Joseph Contrera, patent counsel at Johns Hopkins Technology Transfer, shared Knowles’ concern. He said the guidelines meant that the USPTO was ignoring the part of the statute that referred to discoveries.

“I think horrified is a minor adjective I would use when I read those guidelines. It occurred to me that now I know how the USPTO is getting rid of its backlog because that is pretty much everything we do at Hopkins. I don’t know how the Patent Office got from we are not going to patent a particular gene to we are not going to patent any natural product. I don’t know how they went down that slope.

“It seems like the courts walked away from part of the patent statute, which says it is who discovers or invents. You go back to all these really big inventions like [vitamin] B12. All these things were isolated and purified because someone had to go through the process of isolating it, purifying it and working out what it does. Now it seems like the patent office is issuing guidelines saying isolating and purifying isn’t going to get you anywhere, and it needs to be markedly different. From Hopkins’ point of view now we are worried about how markedly different all our diagnostics and derivatives of known products are they going to be.”

Jason Garbell, senior manager and senior patent attorney at Novozymes North America, said the rule at least gives predictability.

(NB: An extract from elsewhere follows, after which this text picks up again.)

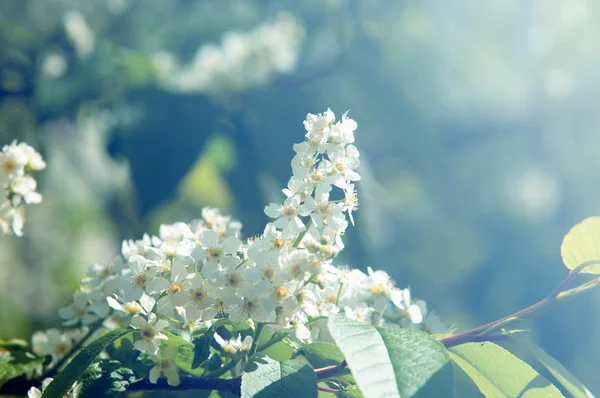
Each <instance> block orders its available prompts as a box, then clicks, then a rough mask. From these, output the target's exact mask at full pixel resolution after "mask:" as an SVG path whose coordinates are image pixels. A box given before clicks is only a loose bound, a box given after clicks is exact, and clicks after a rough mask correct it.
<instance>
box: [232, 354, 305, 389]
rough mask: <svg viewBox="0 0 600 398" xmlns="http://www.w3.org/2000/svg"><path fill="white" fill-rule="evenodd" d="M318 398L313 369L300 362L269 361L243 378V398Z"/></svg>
mask: <svg viewBox="0 0 600 398" xmlns="http://www.w3.org/2000/svg"><path fill="white" fill-rule="evenodd" d="M270 397H273V398H275V397H290V398H305V397H306V398H310V397H317V378H316V376H315V372H314V370H313V369H312V367H311V366H310V365H308V364H306V363H304V362H301V361H298V360H290V361H283V362H274V361H268V362H267V363H263V364H260V363H259V364H258V366H257V369H256V370H254V371H252V372H248V373H245V374H244V376H242V398H270Z"/></svg>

“To some extent, though, you can’t argue with them at least taking one position and trying to give guidance to the industry,” he said. "Maybe the rule is bad but having a rule helps because it gives predictability about where it is going. I don’t think the guidelines at the patent office are going to be the end point but it is a starting point for that."

He said guidelines around the Myriad decision would affect the earlier stages much more than the later stages. Novozymes is a business to business company.

“Our traditional model is finding natural products – enzymes, microorganisms – then working with a variety of customers. That model to some extent has gone so we need to get closer to our customers. That is a challenge because there are interests that some of our customers such as Procter & Gamble have in maintaining their interests. At the same time, we are trying to see the bright side of Myriad. It is better for us to get closer to our customers, it is better for us to know what is happening and how to craft claim inventions in a way that is innovating human intervention,” he said.

Denise Hickey, senior director intellectual property strategy at AbbVi, noted that industry organisations have not been proactive in response to the Myriad case, which drew a line between isolated DNA and synthetic DNA known as cDNA. She said the Myriad decision could be seen as logical but is concerned about its ramifications.

“The view is it is a product of nature and so shouldn’t be patentable and cDNA is not a product of nature so is. They split the baby and they didn’t split it in a way that was particularly severe on its face for the bio pharmaceutical therapeutic industry. The diagnostic industry might have a few more problems in that regard. But I think the problem is the ball that is rolling down the hill. It is the ensuing litigation and interpretation that could affect the industry more broadly and make it that much more difficult for them to make sure they have the level of exclusivity they need to justify the investments necessary to create their products,” she said.